India’s mutual fund assets under management (AUM) are projected to hit Rs 315 lakh crore by FY2035, driven by rising household participation, regulatory support, and stronger investor trust, according to a new report from Bain & Company and Groww.

The study forecasts roughly 25 million new MF households over the next decade from mass and mass-affluent segments in metro and Tier-1 cities, propelled by continued digital adoption. Another 5 million households are expected to come from Tier-2 and Tier-3 cities, where a ‘phygital’ model will be needed to expand reach.

Growth seen beyond the top cities

“Household penetration is set to double over the next few years, driven by expansion in beyond-top-30 cities,” said Aashish Somaiyaa, CEO of White Oak Capital. “Ensuring a mix of high-touch engagement in the digital realm will be key to expanding the investor base.”

According to the report, growth in the top 30 cities will be led by deeper digital adoption, affordable SIP options for mass-market investors, efforts to convert F&O traders into MF investors using digital channels, and higher uptake of direct passive funds that require minimal fund-selection effort. For the next 70 cities, expansion will be driven by digital platforms offering intuitive interfaces and goal-based investing tools. 

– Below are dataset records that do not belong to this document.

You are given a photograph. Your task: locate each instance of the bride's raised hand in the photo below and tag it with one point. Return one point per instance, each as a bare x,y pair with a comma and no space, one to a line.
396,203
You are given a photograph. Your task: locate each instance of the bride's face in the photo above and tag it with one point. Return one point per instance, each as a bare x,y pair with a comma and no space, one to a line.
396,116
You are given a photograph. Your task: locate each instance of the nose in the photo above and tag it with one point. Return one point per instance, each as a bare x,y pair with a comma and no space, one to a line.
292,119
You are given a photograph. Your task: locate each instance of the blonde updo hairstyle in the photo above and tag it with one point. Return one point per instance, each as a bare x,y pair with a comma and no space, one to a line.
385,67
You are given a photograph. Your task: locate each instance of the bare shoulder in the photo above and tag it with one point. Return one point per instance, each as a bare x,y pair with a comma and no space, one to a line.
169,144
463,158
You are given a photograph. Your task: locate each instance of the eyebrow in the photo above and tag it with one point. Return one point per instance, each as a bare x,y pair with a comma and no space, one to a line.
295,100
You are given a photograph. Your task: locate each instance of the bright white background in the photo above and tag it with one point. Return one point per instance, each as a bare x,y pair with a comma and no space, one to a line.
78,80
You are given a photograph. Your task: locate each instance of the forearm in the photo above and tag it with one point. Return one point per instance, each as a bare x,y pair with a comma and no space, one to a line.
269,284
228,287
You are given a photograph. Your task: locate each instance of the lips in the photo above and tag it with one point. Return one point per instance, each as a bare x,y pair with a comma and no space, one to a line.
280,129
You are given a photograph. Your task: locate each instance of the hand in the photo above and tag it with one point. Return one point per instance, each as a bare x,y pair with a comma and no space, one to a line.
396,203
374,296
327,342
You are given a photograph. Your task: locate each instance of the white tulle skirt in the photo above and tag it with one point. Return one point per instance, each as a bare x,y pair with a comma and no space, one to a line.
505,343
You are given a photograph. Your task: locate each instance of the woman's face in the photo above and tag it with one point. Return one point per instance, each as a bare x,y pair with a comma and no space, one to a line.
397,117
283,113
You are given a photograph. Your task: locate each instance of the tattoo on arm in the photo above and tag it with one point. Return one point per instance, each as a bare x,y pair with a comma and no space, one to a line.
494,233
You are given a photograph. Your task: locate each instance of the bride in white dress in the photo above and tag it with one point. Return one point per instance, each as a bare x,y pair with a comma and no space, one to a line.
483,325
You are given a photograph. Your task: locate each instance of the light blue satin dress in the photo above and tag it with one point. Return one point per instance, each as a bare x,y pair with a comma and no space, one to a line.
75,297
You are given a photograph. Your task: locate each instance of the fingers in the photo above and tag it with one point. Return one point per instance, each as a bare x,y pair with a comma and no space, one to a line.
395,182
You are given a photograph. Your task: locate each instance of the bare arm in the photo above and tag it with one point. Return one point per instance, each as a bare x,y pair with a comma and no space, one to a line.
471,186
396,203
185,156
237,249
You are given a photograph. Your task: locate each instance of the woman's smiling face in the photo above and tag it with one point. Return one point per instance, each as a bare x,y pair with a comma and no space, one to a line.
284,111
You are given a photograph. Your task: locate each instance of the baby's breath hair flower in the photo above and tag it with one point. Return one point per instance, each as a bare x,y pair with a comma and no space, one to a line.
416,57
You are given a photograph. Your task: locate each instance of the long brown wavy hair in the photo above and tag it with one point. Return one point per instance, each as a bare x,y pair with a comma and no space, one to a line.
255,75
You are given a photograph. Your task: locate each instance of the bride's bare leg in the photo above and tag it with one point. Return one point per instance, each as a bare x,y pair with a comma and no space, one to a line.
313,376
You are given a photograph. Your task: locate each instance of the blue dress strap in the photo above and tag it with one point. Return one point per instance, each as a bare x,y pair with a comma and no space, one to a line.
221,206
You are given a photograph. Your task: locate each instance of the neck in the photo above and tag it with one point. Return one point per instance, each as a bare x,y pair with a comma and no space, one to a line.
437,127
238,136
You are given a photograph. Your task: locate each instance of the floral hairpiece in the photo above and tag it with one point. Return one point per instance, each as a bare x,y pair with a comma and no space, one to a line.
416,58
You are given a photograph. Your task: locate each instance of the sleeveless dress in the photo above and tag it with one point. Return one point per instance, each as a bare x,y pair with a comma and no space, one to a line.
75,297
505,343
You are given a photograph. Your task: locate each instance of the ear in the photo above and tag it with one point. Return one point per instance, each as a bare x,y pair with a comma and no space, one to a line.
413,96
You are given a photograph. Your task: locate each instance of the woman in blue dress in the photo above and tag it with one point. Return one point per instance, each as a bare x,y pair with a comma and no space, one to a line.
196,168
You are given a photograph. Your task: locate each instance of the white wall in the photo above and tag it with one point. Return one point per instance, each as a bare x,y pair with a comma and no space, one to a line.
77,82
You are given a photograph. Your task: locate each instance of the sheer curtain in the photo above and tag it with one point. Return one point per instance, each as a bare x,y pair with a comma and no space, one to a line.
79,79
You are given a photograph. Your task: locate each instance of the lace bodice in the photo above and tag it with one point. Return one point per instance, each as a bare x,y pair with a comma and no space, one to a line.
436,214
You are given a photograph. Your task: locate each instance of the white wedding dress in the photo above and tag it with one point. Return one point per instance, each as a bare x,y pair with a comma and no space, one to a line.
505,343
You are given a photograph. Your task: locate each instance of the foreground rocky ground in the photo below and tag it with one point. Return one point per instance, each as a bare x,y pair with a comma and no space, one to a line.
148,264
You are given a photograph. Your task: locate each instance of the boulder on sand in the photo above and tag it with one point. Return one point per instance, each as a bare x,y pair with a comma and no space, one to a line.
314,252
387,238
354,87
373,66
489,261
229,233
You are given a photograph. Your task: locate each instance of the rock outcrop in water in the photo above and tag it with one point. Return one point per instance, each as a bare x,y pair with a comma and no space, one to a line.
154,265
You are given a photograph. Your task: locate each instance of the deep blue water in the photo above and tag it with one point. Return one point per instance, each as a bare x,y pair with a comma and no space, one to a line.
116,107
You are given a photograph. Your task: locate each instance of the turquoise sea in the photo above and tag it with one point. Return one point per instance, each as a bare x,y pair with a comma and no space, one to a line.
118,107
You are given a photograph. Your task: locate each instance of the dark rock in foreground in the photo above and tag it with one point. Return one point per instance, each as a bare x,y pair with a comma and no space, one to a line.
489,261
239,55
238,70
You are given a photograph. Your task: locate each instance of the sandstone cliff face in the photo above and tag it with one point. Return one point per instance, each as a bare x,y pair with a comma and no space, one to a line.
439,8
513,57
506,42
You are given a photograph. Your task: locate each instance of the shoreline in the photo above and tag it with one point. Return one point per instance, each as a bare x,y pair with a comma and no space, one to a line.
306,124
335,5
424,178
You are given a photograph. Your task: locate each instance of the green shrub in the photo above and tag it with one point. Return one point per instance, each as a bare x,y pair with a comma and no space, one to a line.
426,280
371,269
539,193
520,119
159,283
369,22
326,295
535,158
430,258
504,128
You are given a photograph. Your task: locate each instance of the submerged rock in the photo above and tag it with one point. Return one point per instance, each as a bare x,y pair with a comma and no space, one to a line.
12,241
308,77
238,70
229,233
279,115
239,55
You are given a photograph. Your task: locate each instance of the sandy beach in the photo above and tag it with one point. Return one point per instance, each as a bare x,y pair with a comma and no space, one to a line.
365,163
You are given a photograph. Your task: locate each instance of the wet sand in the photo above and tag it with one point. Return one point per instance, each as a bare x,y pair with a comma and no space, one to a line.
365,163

The report noted that 55% of investors in B30 cities are under 40. RIA penetration is also expected to rise, with half of new SIP registrations in these cities routed through RIAs. Additional tax incentives for retirement-focused MF schemes could further accelerate adoption.

While the number of folios has risen 2.5 times in the past five years, individual gross flows have grown just 7%, constrained by the influx of first-time investors with smaller ticket sizes. The average SIP contribution slipped to Rs 3,000 in FY25, compared with Rs 3,200 in FY15.

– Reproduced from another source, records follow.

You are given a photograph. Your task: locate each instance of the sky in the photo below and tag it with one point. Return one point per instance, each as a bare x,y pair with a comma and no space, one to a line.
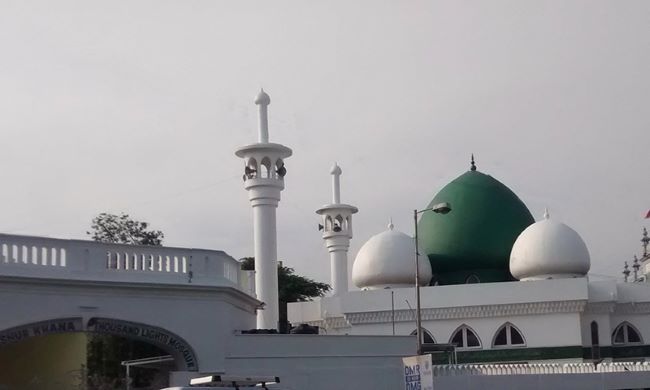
138,107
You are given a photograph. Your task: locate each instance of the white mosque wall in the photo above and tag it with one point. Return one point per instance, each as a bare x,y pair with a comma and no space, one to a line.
605,329
41,257
203,316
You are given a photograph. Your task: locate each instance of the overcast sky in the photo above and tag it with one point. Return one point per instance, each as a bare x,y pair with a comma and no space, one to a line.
138,106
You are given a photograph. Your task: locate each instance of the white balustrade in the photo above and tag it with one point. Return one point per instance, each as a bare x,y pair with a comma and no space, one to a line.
40,257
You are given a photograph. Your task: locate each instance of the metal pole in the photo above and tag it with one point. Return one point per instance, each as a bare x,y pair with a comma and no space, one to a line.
418,319
392,309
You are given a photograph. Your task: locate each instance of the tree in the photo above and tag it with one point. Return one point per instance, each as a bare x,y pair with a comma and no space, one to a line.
291,287
121,229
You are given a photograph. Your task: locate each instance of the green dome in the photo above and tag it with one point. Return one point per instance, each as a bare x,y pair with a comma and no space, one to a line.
476,237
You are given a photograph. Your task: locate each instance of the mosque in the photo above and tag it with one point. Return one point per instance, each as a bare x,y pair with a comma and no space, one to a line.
519,293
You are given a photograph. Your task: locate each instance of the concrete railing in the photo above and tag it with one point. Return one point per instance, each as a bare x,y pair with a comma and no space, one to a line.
40,257
536,369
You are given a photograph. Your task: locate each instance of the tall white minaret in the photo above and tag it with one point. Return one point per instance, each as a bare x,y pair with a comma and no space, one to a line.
337,232
264,173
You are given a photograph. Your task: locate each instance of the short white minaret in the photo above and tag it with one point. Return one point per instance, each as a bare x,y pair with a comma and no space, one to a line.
264,173
337,232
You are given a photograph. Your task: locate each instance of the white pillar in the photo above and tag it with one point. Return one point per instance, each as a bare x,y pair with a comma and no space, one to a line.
336,184
339,269
266,264
263,100
264,195
337,237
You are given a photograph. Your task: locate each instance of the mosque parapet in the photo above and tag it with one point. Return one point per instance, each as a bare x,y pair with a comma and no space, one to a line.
40,257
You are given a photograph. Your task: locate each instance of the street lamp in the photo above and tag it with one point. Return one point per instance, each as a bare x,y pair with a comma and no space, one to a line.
440,208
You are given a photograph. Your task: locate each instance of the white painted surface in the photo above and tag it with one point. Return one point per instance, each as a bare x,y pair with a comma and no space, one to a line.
49,258
387,260
549,250
337,233
264,185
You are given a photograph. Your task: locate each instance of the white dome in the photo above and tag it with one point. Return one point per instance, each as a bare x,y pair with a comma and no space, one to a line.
387,260
549,250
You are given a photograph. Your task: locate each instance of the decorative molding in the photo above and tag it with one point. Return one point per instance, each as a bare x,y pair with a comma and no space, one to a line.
600,308
632,308
331,323
482,311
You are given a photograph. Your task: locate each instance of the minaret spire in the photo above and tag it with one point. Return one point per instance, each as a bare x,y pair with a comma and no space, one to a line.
644,242
264,173
337,232
336,183
263,100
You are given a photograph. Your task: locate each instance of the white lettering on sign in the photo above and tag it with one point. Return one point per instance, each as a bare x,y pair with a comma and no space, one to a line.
19,333
157,336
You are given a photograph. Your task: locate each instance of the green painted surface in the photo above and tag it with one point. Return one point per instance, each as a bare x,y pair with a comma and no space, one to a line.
476,237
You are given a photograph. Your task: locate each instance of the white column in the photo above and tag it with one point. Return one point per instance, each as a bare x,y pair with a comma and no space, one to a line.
264,195
263,100
336,185
266,269
339,270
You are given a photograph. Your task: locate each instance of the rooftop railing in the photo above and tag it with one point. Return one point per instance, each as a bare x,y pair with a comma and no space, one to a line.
40,257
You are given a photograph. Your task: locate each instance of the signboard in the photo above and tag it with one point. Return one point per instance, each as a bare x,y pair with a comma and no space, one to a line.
154,335
43,328
418,373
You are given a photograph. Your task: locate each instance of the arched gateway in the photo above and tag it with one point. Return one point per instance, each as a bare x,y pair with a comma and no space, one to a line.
176,346
186,302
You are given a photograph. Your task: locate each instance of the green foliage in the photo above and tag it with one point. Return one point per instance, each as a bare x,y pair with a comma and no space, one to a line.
105,352
291,287
121,229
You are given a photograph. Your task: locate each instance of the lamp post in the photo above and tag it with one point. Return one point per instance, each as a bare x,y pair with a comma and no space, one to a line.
440,208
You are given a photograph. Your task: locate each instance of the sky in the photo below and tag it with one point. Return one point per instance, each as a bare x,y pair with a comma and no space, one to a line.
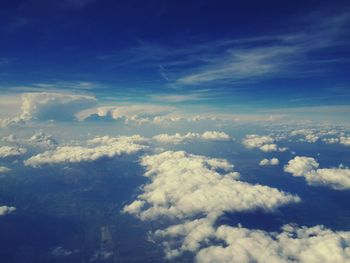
174,131
233,57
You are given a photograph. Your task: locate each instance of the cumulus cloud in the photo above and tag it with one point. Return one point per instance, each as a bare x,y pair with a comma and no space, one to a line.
293,244
4,169
42,139
272,161
143,113
8,151
99,147
54,106
179,138
191,189
344,140
264,143
44,106
337,178
5,210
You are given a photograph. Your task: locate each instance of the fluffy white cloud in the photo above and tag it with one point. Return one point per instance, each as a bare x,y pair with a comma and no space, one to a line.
292,244
5,210
8,151
215,135
178,138
99,147
54,106
4,169
273,161
42,139
264,143
344,140
337,178
142,113
190,188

AMFI push strengthens investor trust

“AMFI has successfully popularized mutual funds through its ‘Mutual Funds Sahi Hai’ campaign—so much so that it’s become a pull product,” said Varun Gupta, Head of Asset Management at Groww. “It remains a preferred investment avenue even during muted market cycles.”

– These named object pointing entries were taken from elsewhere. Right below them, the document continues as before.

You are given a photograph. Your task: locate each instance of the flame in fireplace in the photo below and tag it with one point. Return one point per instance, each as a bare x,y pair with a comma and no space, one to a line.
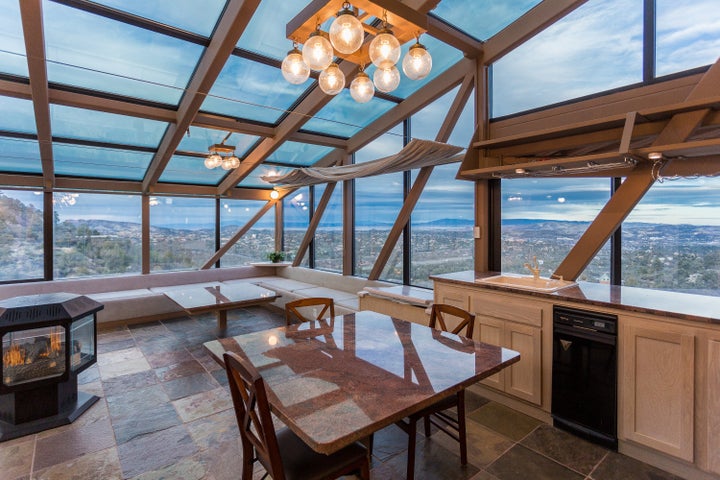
15,356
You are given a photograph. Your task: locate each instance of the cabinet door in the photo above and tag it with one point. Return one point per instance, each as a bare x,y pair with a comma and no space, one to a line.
658,381
491,330
524,379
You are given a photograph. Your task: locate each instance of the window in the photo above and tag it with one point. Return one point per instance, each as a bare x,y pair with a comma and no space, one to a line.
544,218
595,48
96,234
257,242
182,232
21,235
670,240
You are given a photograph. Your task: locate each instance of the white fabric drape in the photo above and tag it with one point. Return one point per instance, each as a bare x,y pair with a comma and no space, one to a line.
416,154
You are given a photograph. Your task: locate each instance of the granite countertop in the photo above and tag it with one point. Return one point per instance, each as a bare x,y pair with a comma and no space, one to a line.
683,306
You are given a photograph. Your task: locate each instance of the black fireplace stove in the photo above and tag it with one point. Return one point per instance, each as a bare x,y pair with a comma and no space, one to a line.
45,342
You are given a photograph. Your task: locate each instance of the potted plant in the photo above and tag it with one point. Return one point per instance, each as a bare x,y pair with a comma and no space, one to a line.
276,257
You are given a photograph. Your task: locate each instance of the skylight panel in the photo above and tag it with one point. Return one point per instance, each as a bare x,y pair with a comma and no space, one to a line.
12,44
18,155
97,162
17,115
83,124
189,15
191,170
299,154
94,52
482,18
252,91
344,117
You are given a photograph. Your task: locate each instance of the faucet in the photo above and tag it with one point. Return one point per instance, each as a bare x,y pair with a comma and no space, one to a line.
534,268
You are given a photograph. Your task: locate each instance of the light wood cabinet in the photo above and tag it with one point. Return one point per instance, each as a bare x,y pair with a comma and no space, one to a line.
658,387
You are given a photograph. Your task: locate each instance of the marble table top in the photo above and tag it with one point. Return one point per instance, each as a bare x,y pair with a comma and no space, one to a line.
337,381
220,296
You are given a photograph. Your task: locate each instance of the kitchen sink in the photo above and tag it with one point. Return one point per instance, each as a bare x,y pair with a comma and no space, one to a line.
527,282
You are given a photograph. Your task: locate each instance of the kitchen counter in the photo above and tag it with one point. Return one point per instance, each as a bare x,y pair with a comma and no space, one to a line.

The report also highlighted that while distributor-led channels still dominate, direct plans are steadily gaining share as do-it-yourself digital platforms scale. “Direct plans are getting increasingly popular—even private bankers and HNI wealth managers are allocating to them,” Somaiyaa said. “That said, national distributors, regional distributors, and MFDs will continue to play a critical role in driving penetration.”

Equity AUM is expected to reach about Rs 250 lakh crore by FY2035, supported by rising digital engagement, a shift in investor behavior, and robust market performance.

Monika Halan, chairperson of IPEF, Sebi said: “Regulators and market participants have built a safe, transparent market. Now, the real opportunity lies in driving awareness by building on trust and market performance, helping everyday Indians choose long-term investing over short-term speculation.”